Até quando vamos tolerar?, por Luis Felipe Miguel
Cada vez que uma armação golpista é descoberta ou um plano terrorista dá errado, Jair vem a público dizer que não se responsabiliza pelos “malucos” que o idolatram.
Em muitos casos são mesmo, o que não retira a culpa daqueles que criam o caldo de cultura para que a maluquice se manifeste na forma do ódio contra determinados grupos de pessoas, do desprezo à democracia e da busca por meios violentos de destruir aquilo que recusam.
Mas é difícil para Jair dizer que o general Braga Netto é um “bestão”. Afinal, ele foi seu homem de confiança ao longo de todo governo, ministro da Casa Civil e da Defesa, o grande formulador de suas estratégias, escolhido pessoalmente para ser o vice na chapa para a reeleição.

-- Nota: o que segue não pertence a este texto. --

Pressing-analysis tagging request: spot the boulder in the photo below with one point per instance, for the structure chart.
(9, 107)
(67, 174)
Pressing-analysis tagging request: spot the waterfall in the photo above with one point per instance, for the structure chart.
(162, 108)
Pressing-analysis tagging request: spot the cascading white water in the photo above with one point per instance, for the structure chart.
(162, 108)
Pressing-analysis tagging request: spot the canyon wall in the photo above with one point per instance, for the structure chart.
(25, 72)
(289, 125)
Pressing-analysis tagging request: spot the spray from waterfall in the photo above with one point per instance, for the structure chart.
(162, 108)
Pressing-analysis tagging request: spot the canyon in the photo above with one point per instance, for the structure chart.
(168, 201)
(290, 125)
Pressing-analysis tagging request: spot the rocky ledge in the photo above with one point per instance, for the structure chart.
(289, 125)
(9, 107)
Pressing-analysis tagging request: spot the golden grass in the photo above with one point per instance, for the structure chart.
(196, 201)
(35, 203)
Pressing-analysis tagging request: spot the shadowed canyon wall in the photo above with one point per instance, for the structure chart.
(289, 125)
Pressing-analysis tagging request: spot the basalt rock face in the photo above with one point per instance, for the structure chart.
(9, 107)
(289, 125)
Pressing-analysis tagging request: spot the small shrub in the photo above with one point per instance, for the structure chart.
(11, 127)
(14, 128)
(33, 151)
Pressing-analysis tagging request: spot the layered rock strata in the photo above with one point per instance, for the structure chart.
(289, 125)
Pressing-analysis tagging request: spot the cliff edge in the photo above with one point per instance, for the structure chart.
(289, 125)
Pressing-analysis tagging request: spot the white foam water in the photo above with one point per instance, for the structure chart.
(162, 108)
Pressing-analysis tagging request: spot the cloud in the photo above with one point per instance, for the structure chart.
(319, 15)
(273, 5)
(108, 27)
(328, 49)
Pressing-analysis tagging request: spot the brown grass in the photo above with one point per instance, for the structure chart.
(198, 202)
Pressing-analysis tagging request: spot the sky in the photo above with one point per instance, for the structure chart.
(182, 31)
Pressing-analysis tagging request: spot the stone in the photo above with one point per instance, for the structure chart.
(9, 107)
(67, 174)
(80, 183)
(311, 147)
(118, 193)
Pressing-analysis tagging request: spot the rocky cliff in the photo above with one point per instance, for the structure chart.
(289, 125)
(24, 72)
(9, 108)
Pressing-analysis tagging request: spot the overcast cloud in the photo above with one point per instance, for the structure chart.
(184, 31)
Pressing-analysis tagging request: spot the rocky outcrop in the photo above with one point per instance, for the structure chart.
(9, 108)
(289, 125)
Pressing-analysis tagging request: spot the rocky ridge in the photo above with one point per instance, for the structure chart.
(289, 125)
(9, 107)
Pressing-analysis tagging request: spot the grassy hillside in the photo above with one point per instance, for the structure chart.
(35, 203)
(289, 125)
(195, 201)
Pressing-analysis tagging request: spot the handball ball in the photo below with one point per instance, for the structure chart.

O envolvimento direto de Braga Netto no plano assassino agora revelado é mais uma evidência de que o projeto de dar um golpe e implantar um regime ditatorial vinha do coração do bolsonarismo.
Não custa lembrar também que o general que comandava a operação dos assassinatos previstos esteve lotado no gabinete do deputado Pazuello, também general, também ex-ministro, também do círculo íntimo de Jair.

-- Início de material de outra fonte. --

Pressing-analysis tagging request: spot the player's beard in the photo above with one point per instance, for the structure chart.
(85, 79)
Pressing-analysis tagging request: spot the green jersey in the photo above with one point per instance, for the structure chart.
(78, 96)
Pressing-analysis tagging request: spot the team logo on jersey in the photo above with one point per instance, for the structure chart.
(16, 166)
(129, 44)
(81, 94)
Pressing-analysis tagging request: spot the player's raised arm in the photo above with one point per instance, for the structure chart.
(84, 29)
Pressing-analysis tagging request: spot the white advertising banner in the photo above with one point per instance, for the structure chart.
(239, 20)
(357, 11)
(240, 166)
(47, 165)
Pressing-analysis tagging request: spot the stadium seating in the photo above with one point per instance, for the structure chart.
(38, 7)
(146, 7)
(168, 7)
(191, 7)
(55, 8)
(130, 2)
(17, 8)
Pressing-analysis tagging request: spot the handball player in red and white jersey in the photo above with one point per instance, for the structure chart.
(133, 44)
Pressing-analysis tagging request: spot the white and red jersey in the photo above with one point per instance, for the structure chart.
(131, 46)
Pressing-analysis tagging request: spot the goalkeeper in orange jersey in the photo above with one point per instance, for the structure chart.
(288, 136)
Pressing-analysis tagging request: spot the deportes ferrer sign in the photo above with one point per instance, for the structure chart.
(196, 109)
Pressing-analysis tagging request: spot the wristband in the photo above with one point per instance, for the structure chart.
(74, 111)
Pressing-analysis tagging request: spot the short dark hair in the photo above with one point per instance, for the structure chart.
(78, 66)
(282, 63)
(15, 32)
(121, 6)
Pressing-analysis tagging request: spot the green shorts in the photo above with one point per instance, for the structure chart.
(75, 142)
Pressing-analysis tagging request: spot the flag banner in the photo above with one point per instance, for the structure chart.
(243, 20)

Só restou para Flávio e Eduardo o discurso de que “planejar um homicídio não é crime”, linha de defesa que se apoia em filigrana jurídica e, politicamente, uma confissão de culpa.
Além disso, os fatos agora revelados os desmentem. Não foi apenas o planejamento dos crimes; foram dados passos concretos para sua execução. Não foi uma fantasia, foi um complô que só não se efetivou por motivos alheios à vontade de seus autores.
Os filhos e Jair escoram-se no fato de que uma parte significativa da base radicalizada do bolsonarismo abandonou qualquer pretensão de civilidade e aplaude o vale tudo como demonstração de fidelidade à causa.
É um contingente suficiente para incomodar, mas não para construir uma maioria eleitoral. Muitos, na direita mais oportunista e, portanto, mais racional, preferem se distanciar desse tipo de atrocidade.
E tendo a crer que existe uma massa de pessoas que se ilude a ponto de votar em Bolsonaro, mas que não está pronta a bancar o assassinato de autoridades e adversários políticos.
As evidências de uma trama para destruir as instituições democráticas no Brasil, antes, durante e depois das eleições de 2022, partindo de Bolsonaro e de seu círculo mais próximo, já eram muito fortes.
O uso da Polícia Rodoviária Federal para impedir que eleitores chegassem aos locais de votação, a campanha contra as urnas eletrônicas, as minutas do estado de sítio, o estímulo e o financiamento aos acampamentos em frente aos quartéis do Exército, tudo apontava na mesma direção: Jair queria encontrar um jeito de permanecer na presidência mesmo perdendo as eleições e estava disposto a qualquer coisa para isso.
Diante de tantas evidências, faz-se urgente uma resposta muito firme. Temos um general de pijama, três tenentes coronéis e um agente da PF presos. E Braga Neto? E Jair Bolsonaro? E Augusto Heleno, Paulo Sérgio Nogueira, Villas-Boas, Pazuello?
Seria necessário aproveitar a oportunidade para fazer uma limpa no oficialato e nas forças de segurança, tanto eliminando os bolsões golpistas quanto atualizando regulamentos – a começar pelo artigo 142 da Constituição.
Um motivo é garantir a integridade do governo legítimo – basta lembrar que o policial preso por envolvimento na trama homicida participou da segurança do presidente Lula. Outro é passar um recado claro de que a obediência ao poder civil é inegociável.
Se é para fazer isso, o primeiro passo é trocar o ministro da Defesa. Lula pode ter a dívida de gratidão que for com Múcio, mas um governo comprometido com a proteção da democracia não pode incluir, no seu primeiro escalão, um lobista da impunidade do golpismo.
Luis Felipe Miguel é professor do Instituto de Ciência Política da UnB. Autor, entre outros livros, de O colapso da democracia no Brasil (Expressão Popular).